A chi, come ha fatto più o meno velatamente l””inventato” Belpietro nel suo editoriale di commiato, lo accusa di incoerenza, Feltri argomenta: “In contraddizione sono lui e Berlusconi. Mesi fa il Cavaliere era favorevole alle riforme istituzionali, le ha quasi scritte lui queste benedette riforme. Poi con un’acrobazia, che non mi scandalizza ma mi fa dubitare della sua capacità di analisi, ha cambiato idea. E adesso eccolo che organizza i comitati per il ‘no‘”. Ma qualche distinguo è meglio farlo: “A me il patto del Nazareno non mi trovava d’accordo, e ancora adesso penso che le riforme istituzionali non siano magnifiche. Ma sono qualcosa. E comunque meglio del nulla degli ultimi trent’anni. Se non si cambia adesso la Costituzione, non la si cambierà mai…”. Nel frattempo il direttore ha “assistito al disfacimento del centrodestra: una fetta l’ha tagliata Fini, una fetta l’ha tagliata Alfano, una fetta l’ha tagliata Verdini, poi è arrivato pure Fitto. Alla fine è rimasto solo il culetto”.
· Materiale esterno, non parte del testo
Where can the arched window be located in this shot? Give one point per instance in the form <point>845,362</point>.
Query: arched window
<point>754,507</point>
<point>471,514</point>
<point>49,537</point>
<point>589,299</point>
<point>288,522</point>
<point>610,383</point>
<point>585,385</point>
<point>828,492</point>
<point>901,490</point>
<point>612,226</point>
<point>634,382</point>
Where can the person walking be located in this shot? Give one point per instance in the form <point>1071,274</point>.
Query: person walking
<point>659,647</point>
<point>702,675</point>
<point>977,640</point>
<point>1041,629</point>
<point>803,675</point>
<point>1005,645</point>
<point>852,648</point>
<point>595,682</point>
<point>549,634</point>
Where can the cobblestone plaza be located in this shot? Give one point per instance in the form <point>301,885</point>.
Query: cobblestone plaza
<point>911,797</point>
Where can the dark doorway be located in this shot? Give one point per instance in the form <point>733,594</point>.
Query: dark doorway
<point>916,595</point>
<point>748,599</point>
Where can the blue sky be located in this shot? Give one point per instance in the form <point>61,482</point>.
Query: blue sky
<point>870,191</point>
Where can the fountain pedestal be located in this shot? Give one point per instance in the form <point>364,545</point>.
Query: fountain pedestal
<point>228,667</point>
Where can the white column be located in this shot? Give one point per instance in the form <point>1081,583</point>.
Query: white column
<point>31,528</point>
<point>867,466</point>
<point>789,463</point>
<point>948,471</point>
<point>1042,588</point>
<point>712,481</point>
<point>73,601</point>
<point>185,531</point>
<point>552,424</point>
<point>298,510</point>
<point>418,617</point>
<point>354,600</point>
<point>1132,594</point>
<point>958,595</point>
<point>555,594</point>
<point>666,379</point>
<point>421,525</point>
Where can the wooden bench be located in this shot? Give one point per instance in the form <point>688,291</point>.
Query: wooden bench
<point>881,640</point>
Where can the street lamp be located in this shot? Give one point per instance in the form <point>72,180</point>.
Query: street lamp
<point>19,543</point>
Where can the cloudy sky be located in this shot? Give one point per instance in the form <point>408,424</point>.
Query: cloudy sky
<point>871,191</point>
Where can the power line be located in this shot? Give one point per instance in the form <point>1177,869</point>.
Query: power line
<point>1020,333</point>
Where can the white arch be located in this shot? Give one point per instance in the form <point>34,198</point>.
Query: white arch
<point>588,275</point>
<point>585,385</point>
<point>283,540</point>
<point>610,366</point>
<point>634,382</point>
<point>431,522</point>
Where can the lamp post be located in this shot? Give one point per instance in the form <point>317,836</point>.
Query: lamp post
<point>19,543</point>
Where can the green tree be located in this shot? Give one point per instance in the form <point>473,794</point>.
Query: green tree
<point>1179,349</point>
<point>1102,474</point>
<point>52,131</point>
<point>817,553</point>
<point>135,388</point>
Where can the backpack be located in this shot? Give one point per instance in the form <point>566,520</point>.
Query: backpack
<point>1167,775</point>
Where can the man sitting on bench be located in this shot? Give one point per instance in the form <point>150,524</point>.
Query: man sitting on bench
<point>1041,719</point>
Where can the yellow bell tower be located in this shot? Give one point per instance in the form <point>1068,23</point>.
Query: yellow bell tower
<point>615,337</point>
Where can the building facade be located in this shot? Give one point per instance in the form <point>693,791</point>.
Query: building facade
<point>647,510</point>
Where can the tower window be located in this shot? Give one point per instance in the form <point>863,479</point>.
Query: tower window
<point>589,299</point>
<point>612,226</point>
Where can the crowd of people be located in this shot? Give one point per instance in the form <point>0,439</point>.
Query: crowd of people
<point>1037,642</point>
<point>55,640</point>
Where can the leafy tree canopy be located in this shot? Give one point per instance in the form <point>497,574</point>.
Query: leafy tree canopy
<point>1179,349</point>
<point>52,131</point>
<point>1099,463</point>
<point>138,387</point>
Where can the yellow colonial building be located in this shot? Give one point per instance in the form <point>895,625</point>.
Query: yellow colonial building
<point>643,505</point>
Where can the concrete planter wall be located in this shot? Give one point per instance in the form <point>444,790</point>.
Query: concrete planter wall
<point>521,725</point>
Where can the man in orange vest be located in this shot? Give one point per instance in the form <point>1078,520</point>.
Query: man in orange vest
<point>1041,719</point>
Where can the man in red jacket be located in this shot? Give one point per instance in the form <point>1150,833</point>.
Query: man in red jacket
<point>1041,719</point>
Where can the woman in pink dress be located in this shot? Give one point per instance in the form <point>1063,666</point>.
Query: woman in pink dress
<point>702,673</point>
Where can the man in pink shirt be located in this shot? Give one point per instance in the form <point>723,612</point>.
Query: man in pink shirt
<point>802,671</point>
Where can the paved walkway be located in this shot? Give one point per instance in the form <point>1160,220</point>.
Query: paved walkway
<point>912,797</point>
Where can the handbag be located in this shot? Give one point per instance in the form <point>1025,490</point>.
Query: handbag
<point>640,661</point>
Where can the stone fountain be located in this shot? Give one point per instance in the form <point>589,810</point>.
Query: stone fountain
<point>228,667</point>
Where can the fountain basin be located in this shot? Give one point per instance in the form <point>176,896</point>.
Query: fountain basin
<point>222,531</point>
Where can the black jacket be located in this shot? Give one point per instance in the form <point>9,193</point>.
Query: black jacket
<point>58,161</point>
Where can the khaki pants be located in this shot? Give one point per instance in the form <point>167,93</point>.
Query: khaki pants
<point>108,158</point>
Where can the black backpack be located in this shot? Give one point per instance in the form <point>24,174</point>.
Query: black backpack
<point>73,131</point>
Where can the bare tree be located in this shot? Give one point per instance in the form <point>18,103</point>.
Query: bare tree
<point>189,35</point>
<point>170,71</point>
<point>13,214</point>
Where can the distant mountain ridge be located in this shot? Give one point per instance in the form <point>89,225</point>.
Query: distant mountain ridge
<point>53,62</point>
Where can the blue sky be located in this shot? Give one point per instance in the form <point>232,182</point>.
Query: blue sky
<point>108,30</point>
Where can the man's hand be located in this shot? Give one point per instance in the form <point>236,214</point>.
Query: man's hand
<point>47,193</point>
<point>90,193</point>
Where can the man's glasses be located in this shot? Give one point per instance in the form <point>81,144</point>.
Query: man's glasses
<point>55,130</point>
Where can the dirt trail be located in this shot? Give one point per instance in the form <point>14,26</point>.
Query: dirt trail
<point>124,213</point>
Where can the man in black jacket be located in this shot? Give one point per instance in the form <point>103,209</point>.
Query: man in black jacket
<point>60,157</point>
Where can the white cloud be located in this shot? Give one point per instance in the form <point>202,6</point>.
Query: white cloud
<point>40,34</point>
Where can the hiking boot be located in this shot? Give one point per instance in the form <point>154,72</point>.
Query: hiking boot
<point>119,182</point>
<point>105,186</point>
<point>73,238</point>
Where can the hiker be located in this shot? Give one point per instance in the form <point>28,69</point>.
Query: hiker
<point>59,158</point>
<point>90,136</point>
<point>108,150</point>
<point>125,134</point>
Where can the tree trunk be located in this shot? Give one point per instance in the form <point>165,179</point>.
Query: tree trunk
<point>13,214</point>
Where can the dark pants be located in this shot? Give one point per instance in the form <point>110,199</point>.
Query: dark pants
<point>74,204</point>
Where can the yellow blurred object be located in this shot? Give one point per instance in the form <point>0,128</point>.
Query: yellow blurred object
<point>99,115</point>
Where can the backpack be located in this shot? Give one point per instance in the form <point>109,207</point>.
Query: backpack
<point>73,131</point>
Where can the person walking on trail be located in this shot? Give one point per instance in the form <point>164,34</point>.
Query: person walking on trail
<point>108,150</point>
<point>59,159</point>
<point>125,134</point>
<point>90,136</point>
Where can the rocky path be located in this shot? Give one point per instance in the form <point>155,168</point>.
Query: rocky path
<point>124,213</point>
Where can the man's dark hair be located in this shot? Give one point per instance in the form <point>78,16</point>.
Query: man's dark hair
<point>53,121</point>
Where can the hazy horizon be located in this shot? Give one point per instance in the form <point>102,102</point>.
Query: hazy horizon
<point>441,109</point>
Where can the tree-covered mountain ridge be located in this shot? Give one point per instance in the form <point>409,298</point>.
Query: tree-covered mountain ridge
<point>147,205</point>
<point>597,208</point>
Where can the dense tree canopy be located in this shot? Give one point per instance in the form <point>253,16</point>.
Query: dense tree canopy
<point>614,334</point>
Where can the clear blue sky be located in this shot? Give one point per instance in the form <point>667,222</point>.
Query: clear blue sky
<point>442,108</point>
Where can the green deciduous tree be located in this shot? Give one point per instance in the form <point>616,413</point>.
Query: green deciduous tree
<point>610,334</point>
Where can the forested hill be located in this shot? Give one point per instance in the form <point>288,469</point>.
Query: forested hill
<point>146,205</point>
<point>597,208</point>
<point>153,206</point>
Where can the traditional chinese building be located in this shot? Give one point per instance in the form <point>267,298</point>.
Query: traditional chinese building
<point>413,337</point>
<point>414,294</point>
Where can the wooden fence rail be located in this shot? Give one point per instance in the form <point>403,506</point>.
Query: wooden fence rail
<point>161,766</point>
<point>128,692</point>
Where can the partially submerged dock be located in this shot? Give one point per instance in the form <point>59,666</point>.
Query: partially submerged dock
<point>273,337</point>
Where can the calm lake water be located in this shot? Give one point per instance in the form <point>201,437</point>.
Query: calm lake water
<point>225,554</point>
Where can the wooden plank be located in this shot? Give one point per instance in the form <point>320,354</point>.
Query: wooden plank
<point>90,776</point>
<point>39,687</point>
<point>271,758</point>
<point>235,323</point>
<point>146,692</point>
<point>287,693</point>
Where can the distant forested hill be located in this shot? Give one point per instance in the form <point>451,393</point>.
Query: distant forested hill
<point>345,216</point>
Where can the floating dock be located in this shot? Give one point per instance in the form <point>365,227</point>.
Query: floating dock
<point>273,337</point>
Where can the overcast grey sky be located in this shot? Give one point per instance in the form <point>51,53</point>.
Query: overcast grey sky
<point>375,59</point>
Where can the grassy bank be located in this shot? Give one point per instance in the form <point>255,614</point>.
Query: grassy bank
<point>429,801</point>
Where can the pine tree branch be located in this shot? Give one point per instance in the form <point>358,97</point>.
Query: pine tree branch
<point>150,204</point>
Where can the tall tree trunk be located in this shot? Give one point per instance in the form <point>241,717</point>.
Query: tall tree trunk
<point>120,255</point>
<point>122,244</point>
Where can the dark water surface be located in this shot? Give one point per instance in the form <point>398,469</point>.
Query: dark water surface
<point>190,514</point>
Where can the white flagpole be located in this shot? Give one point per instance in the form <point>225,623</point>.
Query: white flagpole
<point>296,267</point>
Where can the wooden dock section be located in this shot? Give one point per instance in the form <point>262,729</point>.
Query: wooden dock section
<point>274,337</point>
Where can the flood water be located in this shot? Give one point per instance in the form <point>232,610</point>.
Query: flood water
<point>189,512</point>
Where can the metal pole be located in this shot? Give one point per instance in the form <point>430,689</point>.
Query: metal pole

Tra Libero e il governo, però, sono rimasti in ballo anche i soldi, quei 15,7 milioni che l’editore Antonio Angelucci deve restituire al Dipartimento per l’editoria della presidenza del Consiglio dei ministri che delibera i contributi pubblici al giornali, l’ufficio di Palazzo Chigi che rientra fra le deleghe del sottosegretario Luca Lotti. Il quale ha spalmato il debito su 10 anni: 1,5 milioni di euro con gli interessi ammassati sull’ultima rata, nel 2025. Non solo: dato che il quotidiano riceve ancora il sussidio statale ripristinato con l’avvento di Renzi (3,5 milioni di euro liquidati a dicembre), Angelucci e la sua Tosinvest hanno attutito il debito con lo Stato.
Senza contare il legame che lega Angelucci a Denis Verdini, il teorico del Partito della Nazione che, mentre con una mano tagliava la sua fetta di centrodestra, con l’altra saldava una santa alleanza sulle riforme con Matteo Renzi e le puntellava dove necessario in Senato. Per il creatore di Ala l’editore di Libero è un generoso amico: gli ha prestato 8 milioni di euro tutelandolo da un’esposizione verso il Credito Fiorentino, banca che lo stesso Verdini ha amministrato per anni.
Intanto nel primo editoriale del suo ritorno alla direzione di Libero, Feltri promette di dire “pane al pane, vino al vino”, con un “linguaggio colloquiale, più ironico che acido, perché siamo convinti che sia già faticoso vivere la vita e non sia il caso di raccontarla con la bava alla bocca per polemizzare a ogni costo”. “Prenderemo di mira chi sbaglia e incoraggeremo chi sbaglia meno degli altri, posto che l’errore è il denominatore comune dell’umanità”, prosegue Feltri. “I nostri commenti e le nostre cronache non saranno improntate a pregiudizi”.